From the day that Sarah Palin was tapped by John McCain as his V.P. running mate, people were requesting medical records of Sarah Palin. They were never produced. On November 3rd, the day before the election, Cathy Baldwin Johnson provided a letter at the express request of Sarah Palin. By producing this letter the day before the election Palin essentially precluded further investigation or questioning of her doctor. Here is the letter produced.
This letter essentially put Dr. Johnson in the position of determining whether Sarah Palin was “fit” to be the Vice President, instead of allowing her medical records to be produced, and independent doctors to form their own opinions. John McCain, for example, produced his medical records to be independently evaluated. What is even more problematic with a letter, as opposed to the actual records, is that it is unclear what information is provided based upon the doctor’s actual medical testing or observations, and what information is based upon the “history” given by the patient. Thus if Sarah Palin reported to Dr. Johnson that she gave birth to Trig, a Dr. might be considered to be acting reasonably to report that information based totally upon the “HISTORY” reported by the patient.

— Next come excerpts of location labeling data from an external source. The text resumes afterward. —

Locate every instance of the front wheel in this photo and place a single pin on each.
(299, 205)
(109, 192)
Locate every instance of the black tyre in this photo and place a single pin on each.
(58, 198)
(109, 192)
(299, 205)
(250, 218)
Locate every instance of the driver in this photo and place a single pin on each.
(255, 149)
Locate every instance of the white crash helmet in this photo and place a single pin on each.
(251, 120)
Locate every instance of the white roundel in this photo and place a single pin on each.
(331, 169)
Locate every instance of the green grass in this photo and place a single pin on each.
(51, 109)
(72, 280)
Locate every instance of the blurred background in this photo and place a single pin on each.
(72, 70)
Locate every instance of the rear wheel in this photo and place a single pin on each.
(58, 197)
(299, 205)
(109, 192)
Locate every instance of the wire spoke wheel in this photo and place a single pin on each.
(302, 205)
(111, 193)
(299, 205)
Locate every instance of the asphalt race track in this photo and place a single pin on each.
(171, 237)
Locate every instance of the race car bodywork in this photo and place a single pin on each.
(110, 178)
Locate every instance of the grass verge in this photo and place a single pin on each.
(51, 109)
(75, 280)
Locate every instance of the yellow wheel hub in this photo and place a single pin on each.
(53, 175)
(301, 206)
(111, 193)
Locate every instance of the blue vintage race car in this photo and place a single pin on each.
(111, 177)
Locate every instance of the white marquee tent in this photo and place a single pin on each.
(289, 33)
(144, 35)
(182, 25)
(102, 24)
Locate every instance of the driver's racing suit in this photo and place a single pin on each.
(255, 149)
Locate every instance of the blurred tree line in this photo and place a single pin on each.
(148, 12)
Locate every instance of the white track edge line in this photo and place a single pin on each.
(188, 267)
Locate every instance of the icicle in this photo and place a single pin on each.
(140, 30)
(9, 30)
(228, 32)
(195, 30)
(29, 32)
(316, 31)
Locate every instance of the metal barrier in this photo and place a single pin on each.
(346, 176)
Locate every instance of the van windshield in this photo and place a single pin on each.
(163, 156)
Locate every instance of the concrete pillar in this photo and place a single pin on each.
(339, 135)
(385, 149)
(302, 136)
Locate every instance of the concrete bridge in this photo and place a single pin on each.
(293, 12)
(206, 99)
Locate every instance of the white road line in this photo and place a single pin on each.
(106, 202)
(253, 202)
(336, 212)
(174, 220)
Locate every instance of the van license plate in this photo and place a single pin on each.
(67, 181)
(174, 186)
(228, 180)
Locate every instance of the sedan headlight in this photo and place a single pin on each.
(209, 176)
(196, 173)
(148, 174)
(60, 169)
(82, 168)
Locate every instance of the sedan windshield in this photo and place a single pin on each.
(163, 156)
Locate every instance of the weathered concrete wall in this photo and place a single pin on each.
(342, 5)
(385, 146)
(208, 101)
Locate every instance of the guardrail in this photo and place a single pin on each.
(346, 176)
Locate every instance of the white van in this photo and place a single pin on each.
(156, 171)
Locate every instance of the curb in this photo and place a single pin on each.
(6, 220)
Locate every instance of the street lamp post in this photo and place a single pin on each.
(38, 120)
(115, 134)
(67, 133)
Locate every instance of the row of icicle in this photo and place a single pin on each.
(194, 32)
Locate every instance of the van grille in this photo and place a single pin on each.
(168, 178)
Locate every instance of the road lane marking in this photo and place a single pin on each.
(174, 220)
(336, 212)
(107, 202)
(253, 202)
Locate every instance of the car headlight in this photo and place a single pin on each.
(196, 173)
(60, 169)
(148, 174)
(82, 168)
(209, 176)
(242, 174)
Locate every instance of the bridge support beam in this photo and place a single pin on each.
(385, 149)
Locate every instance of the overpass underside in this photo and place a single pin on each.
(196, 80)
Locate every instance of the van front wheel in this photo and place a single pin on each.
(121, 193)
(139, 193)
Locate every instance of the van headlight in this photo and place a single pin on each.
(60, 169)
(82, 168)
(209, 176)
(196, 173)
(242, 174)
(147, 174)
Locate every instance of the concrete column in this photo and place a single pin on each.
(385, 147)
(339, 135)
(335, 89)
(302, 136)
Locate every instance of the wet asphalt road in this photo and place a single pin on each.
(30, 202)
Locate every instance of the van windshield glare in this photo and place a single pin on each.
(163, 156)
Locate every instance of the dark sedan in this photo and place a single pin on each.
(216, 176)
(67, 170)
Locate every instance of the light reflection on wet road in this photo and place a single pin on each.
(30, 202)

The second thing that seems unusual about this letter is that the letter is as much about Trig as about Sarah Palin. There is no reference to the condition or status of any of her other children, their birth, delivery, or subsequent health. The names Track, Bristol, Willow, and Piper do not even appear in this letter. Supposedly Trig was born in April of 2008, and the letter was written in November, over 6 months later. Thus it seems out of the ordinary that in a letter to describe the health of a woman running for the office of Vice President that the doctor would devote significant details in this letter to discuss the birth of a 6 month old baby. In particular, it is strange that Dr. Johnson reported:
1. This child was born at 35 weeks gestation.
2. Trig was able to go home at two days of age “with the mother.”

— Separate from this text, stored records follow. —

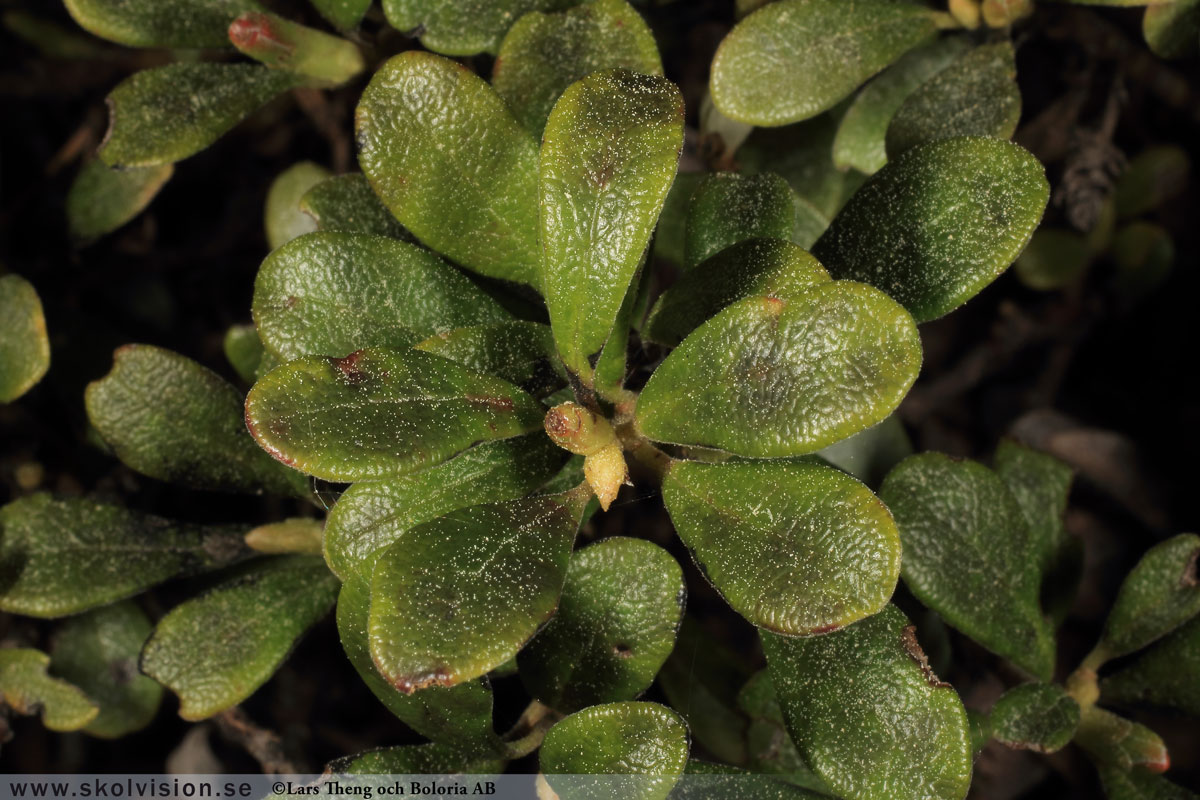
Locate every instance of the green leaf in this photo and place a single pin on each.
(24, 344)
(460, 595)
(767, 268)
(615, 626)
(99, 651)
(169, 417)
(27, 689)
(1158, 595)
(381, 413)
(969, 554)
(544, 54)
(609, 155)
(432, 758)
(821, 554)
(244, 350)
(977, 95)
(1167, 674)
(63, 557)
(1155, 176)
(861, 134)
(940, 223)
(1173, 29)
(342, 14)
(159, 23)
(335, 293)
(1035, 716)
(457, 715)
(774, 66)
(730, 208)
(283, 218)
(869, 715)
(645, 744)
(768, 378)
(372, 515)
(102, 199)
(450, 161)
(519, 352)
(348, 204)
(169, 113)
(462, 28)
(217, 649)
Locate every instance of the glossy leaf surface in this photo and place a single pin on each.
(615, 626)
(861, 134)
(216, 649)
(381, 413)
(460, 595)
(27, 689)
(869, 715)
(63, 557)
(774, 66)
(348, 204)
(335, 293)
(1035, 716)
(730, 208)
(102, 199)
(99, 651)
(821, 554)
(169, 113)
(643, 743)
(940, 223)
(607, 160)
(283, 218)
(451, 162)
(768, 378)
(969, 555)
(1158, 595)
(976, 95)
(24, 344)
(544, 54)
(767, 268)
(169, 417)
(155, 23)
(372, 515)
(519, 352)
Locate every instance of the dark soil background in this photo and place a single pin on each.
(1090, 376)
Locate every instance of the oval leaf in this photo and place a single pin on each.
(940, 223)
(24, 344)
(63, 557)
(965, 539)
(372, 515)
(977, 95)
(169, 113)
(615, 626)
(160, 23)
(544, 54)
(767, 268)
(172, 419)
(459, 596)
(609, 156)
(99, 651)
(821, 554)
(216, 649)
(451, 162)
(729, 208)
(381, 413)
(774, 66)
(768, 378)
(335, 293)
(869, 715)
(643, 745)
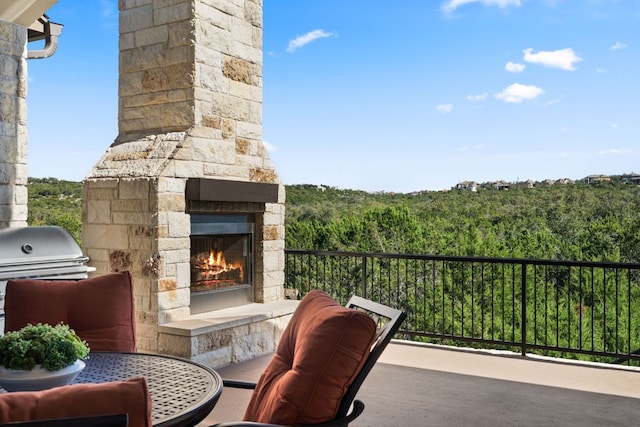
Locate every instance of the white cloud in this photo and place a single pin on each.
(552, 102)
(514, 67)
(516, 93)
(479, 97)
(451, 5)
(618, 46)
(301, 41)
(444, 108)
(612, 152)
(471, 147)
(269, 146)
(563, 58)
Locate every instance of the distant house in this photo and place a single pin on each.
(467, 185)
(501, 185)
(564, 181)
(633, 178)
(592, 179)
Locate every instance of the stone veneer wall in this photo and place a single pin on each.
(13, 125)
(190, 106)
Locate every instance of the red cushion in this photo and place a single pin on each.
(80, 400)
(99, 309)
(321, 351)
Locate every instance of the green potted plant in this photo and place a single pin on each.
(40, 356)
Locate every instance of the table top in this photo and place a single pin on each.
(182, 392)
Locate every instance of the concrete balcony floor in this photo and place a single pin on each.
(426, 385)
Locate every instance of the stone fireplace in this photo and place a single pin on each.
(186, 197)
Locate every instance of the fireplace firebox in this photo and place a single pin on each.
(221, 261)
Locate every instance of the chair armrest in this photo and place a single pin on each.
(238, 384)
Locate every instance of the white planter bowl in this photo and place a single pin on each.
(38, 378)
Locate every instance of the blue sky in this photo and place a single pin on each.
(382, 95)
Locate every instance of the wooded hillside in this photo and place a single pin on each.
(595, 222)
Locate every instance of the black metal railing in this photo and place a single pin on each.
(570, 309)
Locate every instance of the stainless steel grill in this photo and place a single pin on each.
(47, 252)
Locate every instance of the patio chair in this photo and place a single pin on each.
(99, 309)
(323, 357)
(115, 420)
(76, 401)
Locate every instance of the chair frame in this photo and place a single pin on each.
(388, 321)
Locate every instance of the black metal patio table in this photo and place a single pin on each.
(182, 392)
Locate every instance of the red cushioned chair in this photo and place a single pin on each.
(323, 357)
(99, 309)
(77, 401)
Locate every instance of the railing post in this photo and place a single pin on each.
(523, 310)
(364, 276)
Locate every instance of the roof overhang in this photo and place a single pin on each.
(24, 12)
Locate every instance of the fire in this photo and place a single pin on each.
(216, 261)
(215, 266)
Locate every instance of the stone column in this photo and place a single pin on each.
(190, 106)
(13, 125)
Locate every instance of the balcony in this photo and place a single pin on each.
(430, 385)
(487, 341)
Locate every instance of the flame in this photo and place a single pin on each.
(216, 259)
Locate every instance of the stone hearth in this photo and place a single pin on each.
(190, 108)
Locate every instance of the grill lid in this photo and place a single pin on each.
(47, 249)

3. Trig had “minor problems” with jaundice that required phototherapy in the hospital and further therapy at home for several days.
It is the report of the “jaundice” that is particularly troublesome. Consider these questions:
1. If this was a minor problem, and unrelated to Sarah Palin’s health, why would Dr. Johnson even mention this “minor” problem? For example she doesn’t mention Trig’s apgar score upon the delivery which would be a sign of his condition at the time of birth. She doesn’t mention whether Trig was circumcised. She doesn’t mention whether Sarah Palin was breast feeding, which would relate to Sarah Palin’s condition. Most importantly Dr. Johnson doesn’t mention the hole in Trig’s heart which would be much more significant to his health than “minor jaundice.”

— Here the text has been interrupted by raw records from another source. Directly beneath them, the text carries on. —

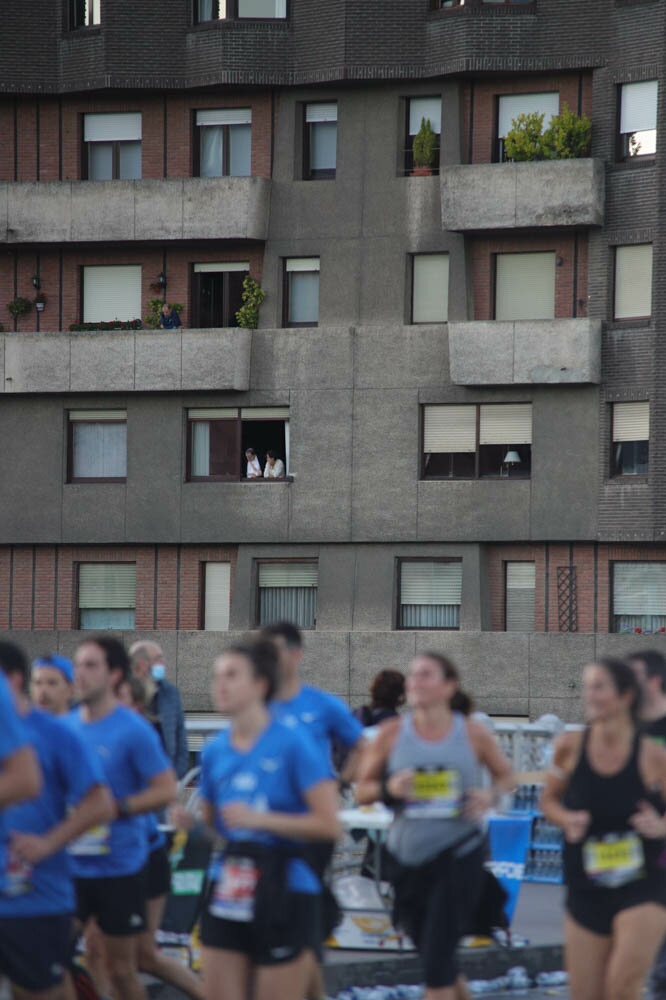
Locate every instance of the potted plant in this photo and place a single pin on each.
(424, 149)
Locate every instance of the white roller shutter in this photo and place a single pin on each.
(225, 116)
(512, 105)
(111, 293)
(505, 424)
(638, 106)
(631, 421)
(430, 583)
(525, 286)
(429, 108)
(449, 429)
(633, 281)
(639, 588)
(217, 596)
(107, 585)
(288, 574)
(124, 127)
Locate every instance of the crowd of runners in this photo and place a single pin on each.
(87, 791)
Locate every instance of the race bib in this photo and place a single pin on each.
(234, 891)
(436, 794)
(93, 842)
(614, 860)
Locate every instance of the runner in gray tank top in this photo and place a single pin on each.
(427, 766)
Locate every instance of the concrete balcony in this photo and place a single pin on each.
(492, 196)
(126, 361)
(526, 352)
(192, 208)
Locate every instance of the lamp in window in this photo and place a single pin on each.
(511, 462)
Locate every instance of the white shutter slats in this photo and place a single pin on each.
(508, 424)
(449, 429)
(430, 583)
(631, 421)
(107, 585)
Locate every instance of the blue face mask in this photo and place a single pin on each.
(158, 670)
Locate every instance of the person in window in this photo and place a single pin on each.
(169, 318)
(274, 468)
(253, 464)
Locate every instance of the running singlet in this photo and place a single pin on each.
(612, 854)
(326, 718)
(272, 776)
(70, 771)
(130, 754)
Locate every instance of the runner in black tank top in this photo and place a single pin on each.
(607, 791)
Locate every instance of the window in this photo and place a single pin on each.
(519, 610)
(107, 596)
(524, 286)
(301, 293)
(638, 120)
(419, 108)
(111, 293)
(512, 105)
(217, 293)
(493, 440)
(217, 440)
(639, 597)
(216, 596)
(633, 282)
(319, 147)
(631, 439)
(430, 594)
(288, 592)
(112, 147)
(84, 13)
(224, 142)
(97, 446)
(430, 288)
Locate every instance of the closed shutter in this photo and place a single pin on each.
(633, 281)
(217, 596)
(111, 293)
(321, 112)
(225, 116)
(525, 286)
(520, 582)
(631, 421)
(449, 429)
(112, 127)
(639, 589)
(638, 106)
(505, 424)
(512, 105)
(429, 108)
(430, 292)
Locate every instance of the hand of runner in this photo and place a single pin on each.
(648, 822)
(575, 825)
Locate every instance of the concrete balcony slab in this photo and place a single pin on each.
(492, 196)
(525, 352)
(192, 208)
(126, 361)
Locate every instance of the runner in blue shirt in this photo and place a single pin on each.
(266, 789)
(37, 898)
(108, 862)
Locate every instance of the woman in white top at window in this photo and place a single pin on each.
(274, 468)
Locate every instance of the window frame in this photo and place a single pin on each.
(477, 477)
(82, 480)
(311, 561)
(398, 627)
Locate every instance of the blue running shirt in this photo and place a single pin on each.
(130, 753)
(272, 776)
(70, 772)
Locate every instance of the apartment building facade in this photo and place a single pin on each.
(460, 372)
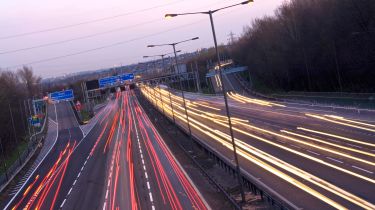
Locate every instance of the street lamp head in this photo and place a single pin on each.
(247, 2)
(167, 16)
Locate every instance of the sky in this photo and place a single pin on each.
(60, 37)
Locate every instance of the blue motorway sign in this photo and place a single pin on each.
(115, 80)
(126, 77)
(62, 95)
(108, 81)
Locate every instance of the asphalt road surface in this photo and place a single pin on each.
(310, 157)
(118, 161)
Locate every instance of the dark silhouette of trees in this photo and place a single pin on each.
(312, 45)
(14, 89)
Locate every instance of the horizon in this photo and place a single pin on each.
(135, 25)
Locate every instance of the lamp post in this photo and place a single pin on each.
(162, 57)
(210, 12)
(164, 69)
(178, 71)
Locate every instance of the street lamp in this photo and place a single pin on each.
(162, 57)
(178, 71)
(210, 12)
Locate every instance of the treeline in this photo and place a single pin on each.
(312, 45)
(15, 89)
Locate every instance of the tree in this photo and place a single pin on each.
(309, 45)
(31, 82)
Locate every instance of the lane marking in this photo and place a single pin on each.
(62, 204)
(313, 152)
(370, 172)
(339, 161)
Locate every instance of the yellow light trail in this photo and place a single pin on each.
(301, 173)
(242, 98)
(328, 143)
(338, 122)
(348, 120)
(337, 136)
(315, 180)
(310, 144)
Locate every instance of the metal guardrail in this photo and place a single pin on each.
(250, 182)
(24, 157)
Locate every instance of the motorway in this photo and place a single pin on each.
(117, 161)
(310, 157)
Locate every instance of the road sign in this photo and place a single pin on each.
(126, 77)
(65, 95)
(108, 81)
(78, 106)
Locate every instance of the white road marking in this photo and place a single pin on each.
(334, 160)
(313, 152)
(370, 172)
(62, 204)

2. Multiple pictures of Trig were made available on the internet, and there was no sign of jaundice. His skin and the whites of his eyes appear to be normal. While jaundice could result in the few days after delivery, or get worse, according to Dr. Johnson, his jaundice was significant enough while in the hospital to require phototherapy.
3. Sarah Palin took Trig to the office on Monday, after his delivery on Friday, but there has never been any indication for the need to do any type of treatments for jaundice while at the office, during the period of “several days” after going home.
4. Lori Tipton was the reporter that went to the hospital the day of Trig’s reported birth where she was permitted in a room with Chuck Heath, Sally Heath, Bristol, and Trig. For about five minutes she was allowed to see Trig. She was not permitted to see Sarah Palin who was reportedly asleep in the other room. I talked with her yesterday, and she remembered the interview quite well. She confirmed that Trig’s skin color looked pink and “very normal looking.” She saw nothing to lead her to conclude that he had jaundice.
Why did Dr. Johnson mention Trig’s condition of jaundice? Why would it be important enough that Trig would need treatment in the hospital, but the pictures and observations of eye witnesses do not suggest any yellowing of his skin or eyes. In all the accounts by Sarah Palin of the labor, delivery, and birth of Trig, why was it never mentioned?
One possible explanation might be that Dr. Johnson was focused on trying to establish that Trig was newborn, and jaundice is a condition that is usually associated with a newborn. If Trig was the child of Bristol, and born at some time earlier, and treated by Bristol, then that would explain why Bristol would be in the room with Trig, why he was pink the day that Sarah supposedly gave birth, and when reporters saw him?
While the issue of jaundice might not in itself be proof that Sarah Palin did not give birth to Trig, it is just one more reason to question Sarah’s story.